# Bow Stop for jon boat



## dixie_boysles (Sep 30, 2010)

Does ANYONE know where I can get a bow stop for my trailer that doesnt cost freaking $15 (that includes shipping) I have looked everywhere online and the cheapest I can find for what I'm looking for is $15 freaking dollars! Im looking for one of three kinds. it has to fit a 3" bracket btw.

-A Semi flat bow stop
-a flat jon boat bow stop
-3" Bow stop roller (stoltz)

here is the flat style that I have found. the price is good, but shipping kills the price:

https://www.trailerpartsdepot.com/itemdesc.asp?ic=33Y4-4&eq=&Tp=

here is the roller id really like to have as it is less likely to mar my paint with black crap. ITs still $14 with shipping

https://www.amazon.com/dp/B003D2NYK...e=395261&creativeASIN=B003D2NYKU&linkCode=asn

i cannot find a semi flat one in the 3" but thiought maybe ya'll could. or if you guys have a local marina that you can pick up one of these for me and I will paypal ya th cost + shipping.

I dont really wanna make my own, id rather have one of these please


----------



## russ010 (Sep 30, 2010)

Get that one through Amazon... register for their "Amazon Prime" and get FREE 2 Day shipping... then after you get it, cancel the Prime. I don't think you'll find it cheaper than $11

After you register, order and receive the product - go to your Membership page (https://www.amazon.com/gp/help/customer/display.html/ref=lp_mem_help?ie=UTF8&nodeId=13819211) and click on Cancel Membership


----------



## dixie_boysles (Sep 30, 2010)

it has to qualify for the prime. i am signed up for the trial offer (that's how I got my other rod holder set...lol) i added it to my cart, but i have no option for the Prime shipping. The CHEAPEST i have found including shipping is $13. This sucks because i am an hour or two from all places that carry these where i can get them retail and no shipping! but by the time you pay gas, might as well have shipped it


----------



## lckstckn2smknbrls (Sep 30, 2010)

What part of making your own don't you like?


----------



## dixie_boysles (Sep 30, 2010)

lckstckn2smknbrls said:


> What part of making your own don't you like?
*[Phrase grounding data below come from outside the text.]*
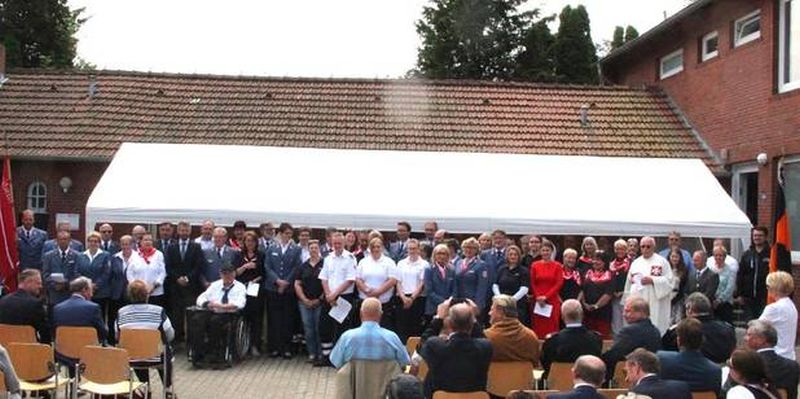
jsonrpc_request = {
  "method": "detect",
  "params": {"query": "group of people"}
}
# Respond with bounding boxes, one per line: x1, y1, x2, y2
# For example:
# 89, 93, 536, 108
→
2, 209, 797, 399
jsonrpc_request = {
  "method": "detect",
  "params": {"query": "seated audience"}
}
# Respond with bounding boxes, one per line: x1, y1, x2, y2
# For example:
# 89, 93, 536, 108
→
727, 349, 781, 399
329, 297, 410, 369
0, 344, 21, 399
601, 297, 661, 380
419, 302, 492, 398
759, 271, 797, 360
116, 279, 175, 395
625, 348, 691, 399
0, 269, 50, 342
421, 298, 484, 341
541, 299, 601, 378
53, 277, 108, 372
657, 318, 721, 394
385, 374, 424, 399
190, 264, 246, 364
484, 295, 539, 364
546, 355, 606, 399
661, 292, 735, 363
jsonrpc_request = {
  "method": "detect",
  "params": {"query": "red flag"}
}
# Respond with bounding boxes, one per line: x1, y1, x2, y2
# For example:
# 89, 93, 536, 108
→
0, 156, 18, 293
767, 160, 792, 304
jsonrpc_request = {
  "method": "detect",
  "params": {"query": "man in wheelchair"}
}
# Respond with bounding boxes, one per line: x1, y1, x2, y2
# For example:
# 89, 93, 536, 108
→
189, 264, 246, 365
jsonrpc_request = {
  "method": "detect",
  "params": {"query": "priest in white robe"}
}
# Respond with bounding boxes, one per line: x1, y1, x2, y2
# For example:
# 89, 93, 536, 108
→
624, 236, 674, 334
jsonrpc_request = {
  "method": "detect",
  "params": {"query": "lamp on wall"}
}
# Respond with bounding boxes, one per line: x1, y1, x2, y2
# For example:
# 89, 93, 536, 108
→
59, 176, 73, 193
756, 152, 768, 166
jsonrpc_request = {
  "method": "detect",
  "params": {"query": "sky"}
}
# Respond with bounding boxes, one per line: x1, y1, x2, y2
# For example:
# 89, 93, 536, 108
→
69, 0, 689, 78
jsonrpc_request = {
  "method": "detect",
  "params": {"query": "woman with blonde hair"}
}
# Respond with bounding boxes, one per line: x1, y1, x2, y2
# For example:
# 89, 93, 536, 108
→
454, 237, 490, 312
759, 271, 797, 360
423, 244, 456, 319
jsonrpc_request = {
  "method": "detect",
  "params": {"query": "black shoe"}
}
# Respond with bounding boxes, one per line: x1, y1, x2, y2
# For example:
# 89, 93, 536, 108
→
282, 351, 293, 359
269, 351, 281, 358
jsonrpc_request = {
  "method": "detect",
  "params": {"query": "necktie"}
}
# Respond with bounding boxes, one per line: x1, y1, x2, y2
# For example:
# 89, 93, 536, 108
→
180, 241, 187, 260
218, 248, 223, 259
26, 230, 31, 240
103, 241, 108, 251
221, 286, 232, 304
61, 251, 67, 263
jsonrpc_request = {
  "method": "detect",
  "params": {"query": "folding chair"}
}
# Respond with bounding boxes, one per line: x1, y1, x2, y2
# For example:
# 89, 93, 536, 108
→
55, 326, 100, 361
77, 345, 145, 399
118, 328, 171, 399
599, 388, 628, 399
546, 362, 573, 391
432, 391, 488, 399
406, 336, 421, 355
487, 361, 534, 397
0, 324, 36, 347
691, 392, 718, 399
508, 391, 559, 399
6, 342, 70, 398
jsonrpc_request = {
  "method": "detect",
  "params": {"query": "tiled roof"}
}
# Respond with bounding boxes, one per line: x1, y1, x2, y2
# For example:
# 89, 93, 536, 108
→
0, 69, 718, 168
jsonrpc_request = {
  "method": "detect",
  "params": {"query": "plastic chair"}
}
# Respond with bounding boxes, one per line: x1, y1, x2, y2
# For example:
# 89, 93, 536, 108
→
406, 336, 421, 355
6, 342, 70, 398
508, 391, 560, 399
487, 361, 534, 397
691, 392, 718, 399
546, 362, 573, 391
0, 324, 36, 347
599, 388, 628, 399
611, 362, 630, 389
77, 345, 145, 398
55, 326, 100, 361
118, 328, 171, 399
432, 391, 489, 399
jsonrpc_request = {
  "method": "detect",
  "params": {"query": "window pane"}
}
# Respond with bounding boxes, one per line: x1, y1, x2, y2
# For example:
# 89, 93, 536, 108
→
789, 0, 800, 83
740, 18, 760, 38
662, 54, 682, 75
706, 36, 719, 54
785, 162, 800, 252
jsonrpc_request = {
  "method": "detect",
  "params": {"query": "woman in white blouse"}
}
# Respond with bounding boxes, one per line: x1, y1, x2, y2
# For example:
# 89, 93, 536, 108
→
356, 237, 398, 327
759, 271, 797, 360
126, 233, 167, 308
395, 239, 428, 343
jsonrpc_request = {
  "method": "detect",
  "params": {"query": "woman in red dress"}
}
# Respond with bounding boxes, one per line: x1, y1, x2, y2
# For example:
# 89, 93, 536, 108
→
530, 239, 564, 337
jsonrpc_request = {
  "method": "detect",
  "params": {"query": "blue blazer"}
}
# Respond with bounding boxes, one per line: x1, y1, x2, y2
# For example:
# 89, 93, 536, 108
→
16, 226, 47, 270
53, 294, 108, 346
264, 242, 302, 293
454, 258, 490, 310
201, 246, 240, 287
109, 255, 128, 301
657, 350, 721, 394
42, 238, 84, 257
480, 247, 506, 284
547, 385, 605, 399
632, 375, 692, 399
42, 248, 82, 305
424, 264, 456, 315
77, 252, 112, 299
100, 240, 120, 254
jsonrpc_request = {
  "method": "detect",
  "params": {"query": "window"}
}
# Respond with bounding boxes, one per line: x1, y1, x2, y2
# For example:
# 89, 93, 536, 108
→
659, 49, 684, 80
784, 160, 800, 262
26, 182, 47, 213
779, 0, 800, 92
701, 31, 719, 61
734, 10, 761, 47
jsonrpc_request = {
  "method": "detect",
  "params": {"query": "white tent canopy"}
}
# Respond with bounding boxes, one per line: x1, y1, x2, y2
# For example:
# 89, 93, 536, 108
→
86, 143, 752, 239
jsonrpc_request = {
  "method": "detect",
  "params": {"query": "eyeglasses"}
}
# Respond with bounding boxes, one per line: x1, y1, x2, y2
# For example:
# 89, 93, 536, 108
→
640, 245, 653, 248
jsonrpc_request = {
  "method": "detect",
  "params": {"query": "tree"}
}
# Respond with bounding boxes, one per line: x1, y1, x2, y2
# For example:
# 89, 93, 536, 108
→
513, 16, 556, 82
414, 0, 534, 80
552, 5, 597, 84
611, 26, 625, 50
624, 25, 639, 42
0, 0, 86, 68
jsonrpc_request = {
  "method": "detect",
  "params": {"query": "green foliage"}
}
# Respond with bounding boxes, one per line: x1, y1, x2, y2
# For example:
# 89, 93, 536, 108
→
513, 16, 556, 82
552, 5, 597, 84
0, 0, 86, 68
611, 26, 625, 50
624, 25, 639, 42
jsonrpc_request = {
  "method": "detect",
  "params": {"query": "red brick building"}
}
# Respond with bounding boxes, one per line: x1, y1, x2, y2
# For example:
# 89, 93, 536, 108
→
601, 0, 800, 260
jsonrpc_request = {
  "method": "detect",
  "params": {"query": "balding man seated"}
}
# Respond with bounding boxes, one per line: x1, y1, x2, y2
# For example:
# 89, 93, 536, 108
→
546, 355, 606, 399
484, 295, 539, 365
330, 297, 410, 369
541, 299, 602, 378
661, 292, 735, 363
601, 297, 661, 381
420, 301, 492, 398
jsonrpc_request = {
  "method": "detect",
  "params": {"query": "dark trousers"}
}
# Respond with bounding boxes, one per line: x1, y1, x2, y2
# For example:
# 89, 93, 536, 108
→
149, 294, 166, 309
742, 297, 767, 320
167, 282, 196, 342
189, 310, 234, 362
266, 291, 296, 353
395, 295, 425, 343
380, 299, 397, 330
108, 298, 126, 345
243, 292, 265, 350
320, 293, 356, 356
132, 346, 174, 388
715, 302, 735, 324
92, 297, 112, 343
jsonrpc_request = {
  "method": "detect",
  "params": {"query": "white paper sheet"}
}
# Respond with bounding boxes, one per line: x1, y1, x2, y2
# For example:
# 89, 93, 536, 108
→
246, 282, 260, 297
533, 302, 553, 317
328, 296, 352, 324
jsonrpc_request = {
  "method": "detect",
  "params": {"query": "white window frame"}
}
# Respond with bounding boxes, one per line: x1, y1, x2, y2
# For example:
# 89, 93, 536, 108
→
734, 10, 762, 47
26, 181, 47, 213
659, 49, 684, 80
783, 156, 800, 264
778, 0, 800, 93
701, 31, 720, 61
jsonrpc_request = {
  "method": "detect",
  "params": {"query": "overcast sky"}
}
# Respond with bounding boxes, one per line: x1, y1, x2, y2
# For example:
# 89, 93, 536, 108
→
70, 0, 689, 78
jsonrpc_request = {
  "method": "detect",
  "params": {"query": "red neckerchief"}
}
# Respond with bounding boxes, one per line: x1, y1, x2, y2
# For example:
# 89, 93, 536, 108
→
609, 257, 630, 274
229, 239, 241, 250
563, 267, 582, 285
139, 247, 156, 264
579, 256, 592, 265
585, 269, 612, 283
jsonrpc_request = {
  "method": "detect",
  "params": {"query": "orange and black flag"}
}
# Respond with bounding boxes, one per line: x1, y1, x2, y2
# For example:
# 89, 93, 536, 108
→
769, 159, 792, 276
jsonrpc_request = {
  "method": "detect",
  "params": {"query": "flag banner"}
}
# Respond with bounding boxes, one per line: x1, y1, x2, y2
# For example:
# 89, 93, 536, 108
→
0, 156, 18, 293
769, 159, 792, 275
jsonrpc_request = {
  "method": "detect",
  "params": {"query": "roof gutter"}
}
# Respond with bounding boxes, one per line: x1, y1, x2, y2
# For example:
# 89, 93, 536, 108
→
660, 90, 728, 176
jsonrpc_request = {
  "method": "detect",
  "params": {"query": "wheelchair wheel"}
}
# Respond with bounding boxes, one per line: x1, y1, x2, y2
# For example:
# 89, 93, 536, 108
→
234, 318, 251, 360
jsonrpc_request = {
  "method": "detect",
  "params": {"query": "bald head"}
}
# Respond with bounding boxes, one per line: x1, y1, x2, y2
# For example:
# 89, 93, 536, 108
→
21, 209, 35, 228
448, 303, 475, 333
561, 299, 584, 324
360, 297, 383, 322
640, 236, 656, 257
573, 355, 606, 387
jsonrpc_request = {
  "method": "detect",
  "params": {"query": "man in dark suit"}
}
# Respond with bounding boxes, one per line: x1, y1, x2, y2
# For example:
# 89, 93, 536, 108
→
419, 302, 492, 398
388, 221, 411, 262
541, 299, 602, 378
0, 269, 50, 342
626, 348, 691, 399
166, 221, 205, 343
97, 223, 120, 254
53, 276, 108, 369
657, 318, 721, 394
42, 230, 83, 306
661, 292, 735, 363
16, 209, 48, 271
546, 355, 606, 399
692, 251, 719, 301
201, 227, 240, 289
480, 229, 507, 286
156, 221, 175, 253
601, 297, 661, 381
41, 222, 84, 258
264, 222, 302, 358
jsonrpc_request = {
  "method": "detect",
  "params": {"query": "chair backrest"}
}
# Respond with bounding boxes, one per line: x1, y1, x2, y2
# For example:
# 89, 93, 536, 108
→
547, 362, 573, 391
691, 392, 717, 399
406, 336, 421, 355
117, 329, 162, 360
611, 362, 630, 389
79, 345, 131, 385
335, 359, 402, 399
487, 361, 534, 397
0, 324, 36, 347
602, 340, 614, 353
507, 391, 560, 399
6, 343, 54, 381
599, 388, 628, 399
432, 391, 489, 399
55, 326, 99, 359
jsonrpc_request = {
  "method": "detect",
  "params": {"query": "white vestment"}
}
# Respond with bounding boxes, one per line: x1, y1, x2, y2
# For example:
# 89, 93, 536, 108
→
624, 253, 674, 335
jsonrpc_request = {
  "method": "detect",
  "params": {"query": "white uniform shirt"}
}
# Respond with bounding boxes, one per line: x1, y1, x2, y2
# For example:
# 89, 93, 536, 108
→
357, 255, 398, 303
320, 250, 357, 295
194, 236, 214, 252
126, 249, 167, 296
759, 297, 798, 360
396, 257, 428, 295
707, 255, 739, 274
196, 279, 247, 310
625, 253, 674, 335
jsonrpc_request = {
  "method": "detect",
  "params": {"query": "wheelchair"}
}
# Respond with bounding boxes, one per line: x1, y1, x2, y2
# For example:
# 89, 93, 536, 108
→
186, 306, 250, 368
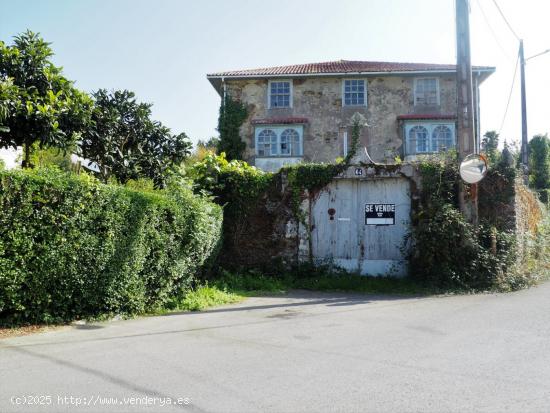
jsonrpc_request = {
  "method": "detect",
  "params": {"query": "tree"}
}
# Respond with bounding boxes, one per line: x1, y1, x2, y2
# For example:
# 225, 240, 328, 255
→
528, 134, 550, 190
481, 130, 499, 165
216, 95, 248, 160
0, 31, 92, 167
0, 78, 18, 132
197, 136, 219, 152
79, 89, 191, 187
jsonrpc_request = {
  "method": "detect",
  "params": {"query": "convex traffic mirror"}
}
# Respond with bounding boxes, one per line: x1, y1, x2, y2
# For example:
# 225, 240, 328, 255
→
459, 154, 488, 184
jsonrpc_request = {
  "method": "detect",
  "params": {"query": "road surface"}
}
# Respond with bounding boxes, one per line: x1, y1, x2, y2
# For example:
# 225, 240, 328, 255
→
2, 283, 550, 412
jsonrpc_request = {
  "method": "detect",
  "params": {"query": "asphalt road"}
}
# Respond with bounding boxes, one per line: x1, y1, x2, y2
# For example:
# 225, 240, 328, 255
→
2, 283, 550, 413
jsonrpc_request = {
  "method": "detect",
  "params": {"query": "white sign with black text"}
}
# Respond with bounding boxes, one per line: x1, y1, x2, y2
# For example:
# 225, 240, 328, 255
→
365, 203, 395, 225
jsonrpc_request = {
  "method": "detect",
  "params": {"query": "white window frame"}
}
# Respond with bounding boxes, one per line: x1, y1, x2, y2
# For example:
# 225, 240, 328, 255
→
268, 80, 293, 109
342, 78, 368, 107
256, 129, 278, 157
255, 125, 303, 157
413, 77, 440, 106
404, 122, 455, 155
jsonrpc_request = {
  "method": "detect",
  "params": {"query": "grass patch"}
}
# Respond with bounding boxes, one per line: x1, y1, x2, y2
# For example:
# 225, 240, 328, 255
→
212, 271, 289, 295
1, 285, 244, 333
163, 285, 244, 312
210, 268, 432, 296
290, 274, 429, 295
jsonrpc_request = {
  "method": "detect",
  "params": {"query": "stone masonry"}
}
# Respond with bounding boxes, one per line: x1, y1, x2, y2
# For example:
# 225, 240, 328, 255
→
225, 75, 459, 164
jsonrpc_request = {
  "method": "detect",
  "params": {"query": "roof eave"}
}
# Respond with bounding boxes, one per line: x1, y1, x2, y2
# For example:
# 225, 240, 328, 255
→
207, 76, 224, 97
473, 67, 496, 84
207, 67, 495, 80
207, 66, 496, 94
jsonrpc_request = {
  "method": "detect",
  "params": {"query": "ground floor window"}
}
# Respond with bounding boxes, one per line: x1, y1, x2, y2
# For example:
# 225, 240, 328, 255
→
255, 125, 303, 157
404, 122, 455, 155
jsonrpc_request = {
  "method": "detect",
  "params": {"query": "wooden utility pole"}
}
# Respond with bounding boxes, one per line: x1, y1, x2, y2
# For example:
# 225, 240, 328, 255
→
519, 40, 529, 167
456, 0, 478, 224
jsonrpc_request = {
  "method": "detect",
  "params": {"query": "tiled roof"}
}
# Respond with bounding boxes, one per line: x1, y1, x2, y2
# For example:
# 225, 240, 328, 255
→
397, 114, 457, 120
208, 60, 494, 78
251, 117, 309, 125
i dk, i just dont want to deal with the hassle. This has been a fun project fabricating stuff, cutting stuff, carpeting stuff, but im just exhausted of doing it. I just want to put a new one on, bolt it in and done. plus I have no extra carpet right now as i used all of mine up. so it will be easier just to buy one of these, plus I like the look of it


----------



## Quackrstackr (Sep 30, 2010)

My flat bottom has a piece of 2x4 covered in 1/8" rubber roofing for a bow stop. :lol: 

You may not want that urethane. My Triton has a urethane bow stop and it doesn't leave black marks, it just buffed the paint right down to bare aluminum.

They used to carry some of those at our local Wal Mart. I know I've seen them at the area boat dealers.


----------



## Hanr3 (Oct 1, 2010)

yea, most jon boats around here use a 2x4 covered in carpet.


----------